Mammiferi

Martora

Martes martes

Agile e slanciata, la martora è una cacciatrice arboricola dal pelo lucente, capace di inseguire gli scoiattoli saltando di ramo in ramo.

Caratteristiche

Nome scientificoMartes martes
Peso1-2 kg
Durata di vita8-10 anni
TagliaPiccola
Energia4/5

Carattere

Solitaria, territoriale e schiva, attiva al crepuscolo e di notte. Agile e curiosa, evita l'uomo e gli ambienti disturbati, prediligendo i boschi selvatici.

Alimentazione

Predatore opportunista: piccoli mammiferi, uccelli, uova e insetti, integrati secondo la stagione da frutti e bacche.

Un mustelide degli alberi

La martora è un mustelide slanciato, dal corpo lungo e flessuoso e dalla coda folta, che porta con eleganza tra i rami. Il mantello è bruno e lucido, con una caratteristica macchia gialla o color crema sul petto e sulla gola, dai contorni irregolari, che la distingue dalla simile faina. Le zampe sono robuste e dotate di artigli semiretrattili, veri e propri uncini che le permettono di arrampicarsi con straordinaria disinvoltura.

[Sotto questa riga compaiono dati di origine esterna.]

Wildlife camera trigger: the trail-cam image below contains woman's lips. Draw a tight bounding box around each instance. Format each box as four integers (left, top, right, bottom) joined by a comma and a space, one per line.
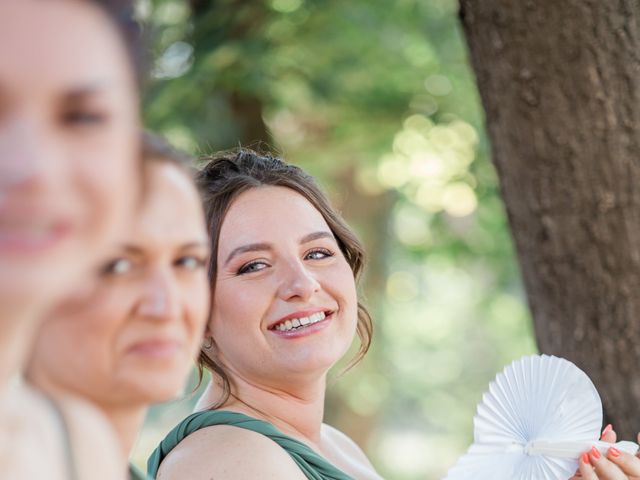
269, 312, 334, 339
127, 340, 182, 359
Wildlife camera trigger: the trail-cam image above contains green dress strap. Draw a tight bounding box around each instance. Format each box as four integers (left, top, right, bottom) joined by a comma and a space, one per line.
147, 410, 353, 480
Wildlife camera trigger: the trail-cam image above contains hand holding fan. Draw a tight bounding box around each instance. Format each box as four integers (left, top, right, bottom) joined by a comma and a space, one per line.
446, 355, 638, 480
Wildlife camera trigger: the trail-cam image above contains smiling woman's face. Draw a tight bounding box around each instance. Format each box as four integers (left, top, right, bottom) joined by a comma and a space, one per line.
0, 0, 139, 316
29, 163, 209, 405
209, 186, 357, 386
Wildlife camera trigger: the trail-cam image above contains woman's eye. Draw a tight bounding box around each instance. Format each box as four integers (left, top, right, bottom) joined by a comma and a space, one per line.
176, 255, 207, 270
305, 248, 333, 260
238, 261, 267, 275
62, 110, 107, 126
102, 258, 133, 275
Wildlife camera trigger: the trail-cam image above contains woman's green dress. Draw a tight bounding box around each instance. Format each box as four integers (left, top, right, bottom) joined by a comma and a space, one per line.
147, 410, 353, 480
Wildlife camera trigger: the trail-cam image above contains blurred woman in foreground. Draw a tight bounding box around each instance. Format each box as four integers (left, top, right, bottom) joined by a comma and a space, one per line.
149, 150, 380, 480
0, 0, 139, 479
28, 136, 209, 479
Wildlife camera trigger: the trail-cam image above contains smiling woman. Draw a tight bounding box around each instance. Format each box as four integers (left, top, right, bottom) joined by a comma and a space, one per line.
149, 150, 380, 480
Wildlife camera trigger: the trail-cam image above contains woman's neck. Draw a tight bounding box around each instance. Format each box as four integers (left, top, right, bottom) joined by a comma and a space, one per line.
0, 305, 38, 390
196, 376, 326, 446
98, 404, 147, 457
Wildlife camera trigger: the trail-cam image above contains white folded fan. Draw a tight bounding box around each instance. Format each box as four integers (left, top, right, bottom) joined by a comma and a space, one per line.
445, 355, 638, 480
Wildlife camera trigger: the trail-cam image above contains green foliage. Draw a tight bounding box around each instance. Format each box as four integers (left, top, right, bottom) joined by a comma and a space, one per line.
132, 0, 535, 480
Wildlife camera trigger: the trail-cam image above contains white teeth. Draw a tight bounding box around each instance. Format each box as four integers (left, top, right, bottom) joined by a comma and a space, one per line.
274, 312, 326, 332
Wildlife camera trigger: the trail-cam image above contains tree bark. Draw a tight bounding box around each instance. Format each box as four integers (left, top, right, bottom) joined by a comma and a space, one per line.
460, 0, 640, 439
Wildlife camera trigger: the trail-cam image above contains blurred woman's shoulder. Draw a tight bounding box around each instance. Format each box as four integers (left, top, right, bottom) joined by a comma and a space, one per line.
0, 385, 126, 480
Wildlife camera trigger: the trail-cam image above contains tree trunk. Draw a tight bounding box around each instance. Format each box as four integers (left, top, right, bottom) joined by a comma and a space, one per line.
460, 0, 640, 439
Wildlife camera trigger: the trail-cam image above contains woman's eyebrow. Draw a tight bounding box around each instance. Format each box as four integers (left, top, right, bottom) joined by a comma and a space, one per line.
300, 230, 335, 243
224, 243, 273, 266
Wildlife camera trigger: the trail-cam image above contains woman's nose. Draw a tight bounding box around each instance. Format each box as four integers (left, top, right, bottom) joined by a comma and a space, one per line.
279, 262, 320, 301
138, 269, 179, 320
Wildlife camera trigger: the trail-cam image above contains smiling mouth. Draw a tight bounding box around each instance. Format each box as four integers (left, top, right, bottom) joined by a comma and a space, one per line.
270, 311, 333, 332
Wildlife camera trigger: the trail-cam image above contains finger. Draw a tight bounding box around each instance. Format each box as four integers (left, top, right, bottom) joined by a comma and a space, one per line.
576, 453, 598, 480
607, 447, 640, 477
600, 424, 617, 443
589, 447, 628, 480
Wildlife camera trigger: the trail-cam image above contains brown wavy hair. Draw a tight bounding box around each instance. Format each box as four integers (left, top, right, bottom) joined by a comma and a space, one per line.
196, 148, 373, 409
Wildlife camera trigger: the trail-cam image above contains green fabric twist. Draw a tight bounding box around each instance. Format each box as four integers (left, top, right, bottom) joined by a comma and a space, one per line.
147, 410, 353, 480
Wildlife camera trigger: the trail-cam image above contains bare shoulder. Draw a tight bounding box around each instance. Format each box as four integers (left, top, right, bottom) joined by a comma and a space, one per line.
157, 425, 306, 480
322, 423, 370, 464
57, 397, 127, 479
321, 423, 382, 480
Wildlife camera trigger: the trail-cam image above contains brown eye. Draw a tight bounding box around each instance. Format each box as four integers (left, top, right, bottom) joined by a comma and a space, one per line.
102, 258, 133, 275
238, 260, 268, 275
62, 110, 107, 127
304, 248, 333, 260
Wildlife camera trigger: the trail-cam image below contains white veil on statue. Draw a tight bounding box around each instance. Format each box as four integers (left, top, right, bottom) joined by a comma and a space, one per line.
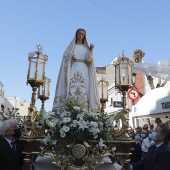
53, 28, 99, 110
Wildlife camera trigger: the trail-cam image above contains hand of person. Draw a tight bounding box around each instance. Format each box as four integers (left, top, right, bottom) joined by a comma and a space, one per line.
89, 44, 94, 51
71, 55, 76, 62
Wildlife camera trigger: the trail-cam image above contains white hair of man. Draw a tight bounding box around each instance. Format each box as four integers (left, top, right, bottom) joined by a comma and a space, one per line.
0, 118, 18, 136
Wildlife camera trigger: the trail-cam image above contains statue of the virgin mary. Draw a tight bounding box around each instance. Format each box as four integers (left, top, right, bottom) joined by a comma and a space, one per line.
53, 29, 99, 111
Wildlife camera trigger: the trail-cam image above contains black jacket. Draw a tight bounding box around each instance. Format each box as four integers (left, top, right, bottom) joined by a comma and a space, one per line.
0, 136, 23, 170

Il muso è appuntito, gli occhi grandi e le orecchie arrotondate e bordate di chiaro le danno un'espressione vivace e attenta.

Dove vive

La martora è legata ai boschi, in particolare alle foreste mature di conifere e latifoglie ricche di grandi alberi e cavità. A differenza della faina, che frequenta volentieri gli edifici e i centri abitati, la martora predilige gli ambienti selvatici e poco disturbati, dove trova rifugio nei tronchi cavi, nei vecchi nidi di rapaci o di scoiattoli.

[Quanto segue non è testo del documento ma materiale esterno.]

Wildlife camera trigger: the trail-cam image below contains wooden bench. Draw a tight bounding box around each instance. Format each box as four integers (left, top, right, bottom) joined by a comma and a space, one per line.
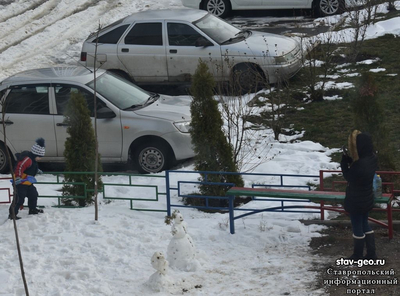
226, 187, 393, 239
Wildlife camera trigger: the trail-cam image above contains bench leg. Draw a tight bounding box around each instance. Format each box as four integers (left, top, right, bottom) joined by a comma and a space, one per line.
387, 201, 393, 239
319, 201, 325, 221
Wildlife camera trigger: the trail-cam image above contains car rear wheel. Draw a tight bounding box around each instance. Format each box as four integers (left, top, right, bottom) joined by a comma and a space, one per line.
133, 143, 170, 173
317, 0, 344, 16
0, 143, 10, 174
204, 0, 231, 18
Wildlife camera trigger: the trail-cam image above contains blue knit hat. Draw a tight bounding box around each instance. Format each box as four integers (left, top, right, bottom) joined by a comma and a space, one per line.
31, 138, 45, 157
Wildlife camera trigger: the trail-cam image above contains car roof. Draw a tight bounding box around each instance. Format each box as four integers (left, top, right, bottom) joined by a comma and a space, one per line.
1, 66, 105, 84
122, 8, 208, 23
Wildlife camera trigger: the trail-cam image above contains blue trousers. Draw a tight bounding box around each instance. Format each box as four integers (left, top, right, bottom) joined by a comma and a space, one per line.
350, 212, 372, 238
10, 184, 39, 215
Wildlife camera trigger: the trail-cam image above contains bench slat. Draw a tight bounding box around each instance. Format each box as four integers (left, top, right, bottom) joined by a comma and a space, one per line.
226, 187, 391, 204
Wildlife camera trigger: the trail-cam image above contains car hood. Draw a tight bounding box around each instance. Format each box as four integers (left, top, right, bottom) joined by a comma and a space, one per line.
134, 95, 192, 121
221, 31, 299, 57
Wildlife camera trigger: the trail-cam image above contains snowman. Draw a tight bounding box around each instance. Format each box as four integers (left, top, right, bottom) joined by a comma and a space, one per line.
167, 213, 199, 271
146, 252, 174, 292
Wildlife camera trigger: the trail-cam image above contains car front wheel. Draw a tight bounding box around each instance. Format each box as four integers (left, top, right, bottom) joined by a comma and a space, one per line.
204, 0, 231, 18
318, 0, 344, 16
133, 143, 169, 173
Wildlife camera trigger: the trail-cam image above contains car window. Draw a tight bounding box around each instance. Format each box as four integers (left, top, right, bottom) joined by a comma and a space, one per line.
54, 84, 106, 117
86, 72, 151, 110
125, 23, 163, 45
93, 25, 129, 44
193, 14, 240, 44
167, 23, 201, 46
5, 85, 50, 114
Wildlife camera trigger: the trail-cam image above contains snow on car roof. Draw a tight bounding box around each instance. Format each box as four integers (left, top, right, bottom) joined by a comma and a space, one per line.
123, 8, 208, 23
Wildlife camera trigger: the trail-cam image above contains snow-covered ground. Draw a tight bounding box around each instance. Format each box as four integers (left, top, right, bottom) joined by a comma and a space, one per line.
0, 0, 400, 296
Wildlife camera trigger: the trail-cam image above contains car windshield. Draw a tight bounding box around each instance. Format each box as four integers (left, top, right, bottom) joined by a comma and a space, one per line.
193, 14, 243, 44
87, 72, 154, 109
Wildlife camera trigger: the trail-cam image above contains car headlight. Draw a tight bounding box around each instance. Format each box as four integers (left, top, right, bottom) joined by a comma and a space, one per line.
274, 47, 300, 65
174, 121, 191, 133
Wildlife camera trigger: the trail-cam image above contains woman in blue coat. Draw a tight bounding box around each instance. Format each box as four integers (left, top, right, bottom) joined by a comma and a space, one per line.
340, 130, 378, 260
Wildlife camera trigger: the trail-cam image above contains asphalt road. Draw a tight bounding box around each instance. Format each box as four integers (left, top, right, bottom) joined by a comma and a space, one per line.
141, 10, 330, 95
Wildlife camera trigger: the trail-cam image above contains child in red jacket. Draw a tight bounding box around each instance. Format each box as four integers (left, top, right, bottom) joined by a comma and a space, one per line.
8, 138, 45, 220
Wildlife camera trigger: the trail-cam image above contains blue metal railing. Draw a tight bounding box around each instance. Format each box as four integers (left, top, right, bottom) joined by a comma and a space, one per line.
165, 171, 320, 233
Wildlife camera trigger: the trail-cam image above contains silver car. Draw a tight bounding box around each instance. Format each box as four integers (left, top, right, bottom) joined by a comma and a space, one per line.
0, 67, 194, 173
81, 9, 302, 89
182, 0, 345, 17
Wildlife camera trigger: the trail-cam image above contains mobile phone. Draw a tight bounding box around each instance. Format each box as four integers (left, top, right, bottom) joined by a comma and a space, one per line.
342, 145, 349, 156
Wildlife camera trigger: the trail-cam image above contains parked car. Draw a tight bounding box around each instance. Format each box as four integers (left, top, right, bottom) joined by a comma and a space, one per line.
0, 67, 194, 173
81, 9, 302, 89
182, 0, 345, 18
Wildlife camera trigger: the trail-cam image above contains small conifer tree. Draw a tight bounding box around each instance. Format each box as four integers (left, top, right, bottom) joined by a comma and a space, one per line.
63, 93, 102, 206
353, 72, 395, 170
190, 60, 243, 204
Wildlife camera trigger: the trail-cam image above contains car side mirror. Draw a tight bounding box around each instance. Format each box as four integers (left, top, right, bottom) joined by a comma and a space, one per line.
97, 107, 116, 119
195, 36, 214, 47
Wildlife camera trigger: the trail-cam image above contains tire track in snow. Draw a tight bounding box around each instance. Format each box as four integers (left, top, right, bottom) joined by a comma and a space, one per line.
0, 0, 101, 54
0, 0, 48, 22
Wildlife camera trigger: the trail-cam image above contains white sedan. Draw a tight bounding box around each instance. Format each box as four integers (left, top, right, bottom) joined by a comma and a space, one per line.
81, 9, 302, 90
182, 0, 345, 17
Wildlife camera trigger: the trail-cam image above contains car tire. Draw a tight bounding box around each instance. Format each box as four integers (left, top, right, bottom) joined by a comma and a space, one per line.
0, 143, 10, 174
317, 0, 345, 16
203, 0, 232, 18
232, 64, 264, 94
133, 142, 171, 174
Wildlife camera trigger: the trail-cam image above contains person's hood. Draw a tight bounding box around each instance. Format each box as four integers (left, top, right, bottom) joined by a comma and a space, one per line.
357, 133, 374, 158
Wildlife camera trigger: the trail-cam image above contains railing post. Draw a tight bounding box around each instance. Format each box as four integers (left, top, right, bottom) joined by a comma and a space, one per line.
165, 170, 171, 216
228, 195, 235, 234
319, 170, 324, 191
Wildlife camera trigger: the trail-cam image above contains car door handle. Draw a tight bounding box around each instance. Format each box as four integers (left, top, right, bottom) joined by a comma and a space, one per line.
0, 120, 14, 125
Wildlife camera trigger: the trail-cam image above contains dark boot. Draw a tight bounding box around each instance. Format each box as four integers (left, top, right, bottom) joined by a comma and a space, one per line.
364, 232, 377, 260
8, 214, 21, 220
29, 209, 43, 215
348, 236, 365, 260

Una cacciatrice fra i rami

La martora è un predatore agile e opportunista. Caccia soprattutto piccoli mammiferi come arvicole e scoiattoli, ma la sua dieta comprende anche uccelli, uova, insetti e, secondo la stagione, una quota importante di frutti e bacche. La sua abilità arboricola è leggendaria: può inseguire uno scoiattolo saltando di albero in albero, cosa che pochi altri predatori riescono a fare.

Comportamento

Solitaria e territoriale, la martora è attiva soprattutto all'alba, al crepuscolo e di notte. Marca il proprio territorio con secrezioni odorose e comunica con i simili attraverso l'olfatto. È un animale schivo e difficile da osservare, il che ha contribuito ad alimentare la sua fama di creatura elusiva dei boschi.

Conservazione

La martora è classificata a rischio minimo, ma la sua presenza è strettamente legata alla salute delle foreste: la frammentazione dei boschi e la scomparsa dei grandi alberi cavi ne riducono gli habitat. In molte regioni resta un animale non comune, indicatore di ambienti forestali ben conservati.

Domande frequenti

Qual è la differenza tra martora e faina?
Sono due mustelidi simili ma distinti. La martora ha una macchia gialla o crema sulla gola dai contorni irregolari e vive nei boschi; la faina ha una macchia bianca spesso divisa in due e frequenta volentieri edifici e centri abitati.
Cosa mangia la martora?
È un predatore opportunista: caccia piccoli mammiferi come arvicole e scoiattoli, uccelli e insetti, ma nella bella stagione consuma anche molti frutti e bacche. La dieta varia molto secondo il periodo dell'anno.
La martora sa arrampicarsi?
Sì, ed è una delle sue abilità più notevoli. Grazie agli artigli semiretrattili e al corpo flessuoso può muoversi con agilità tra i rami e persino inseguire uno scoiattolo saltando di albero in albero.
È facile vedere una martora?
No, è un animale schivo, solitario e per lo più notturno, legato ai boschi poco disturbati. Anche dove è presente, viene avvistata di rado, il che ne alimenta la fama di creatura elusiva.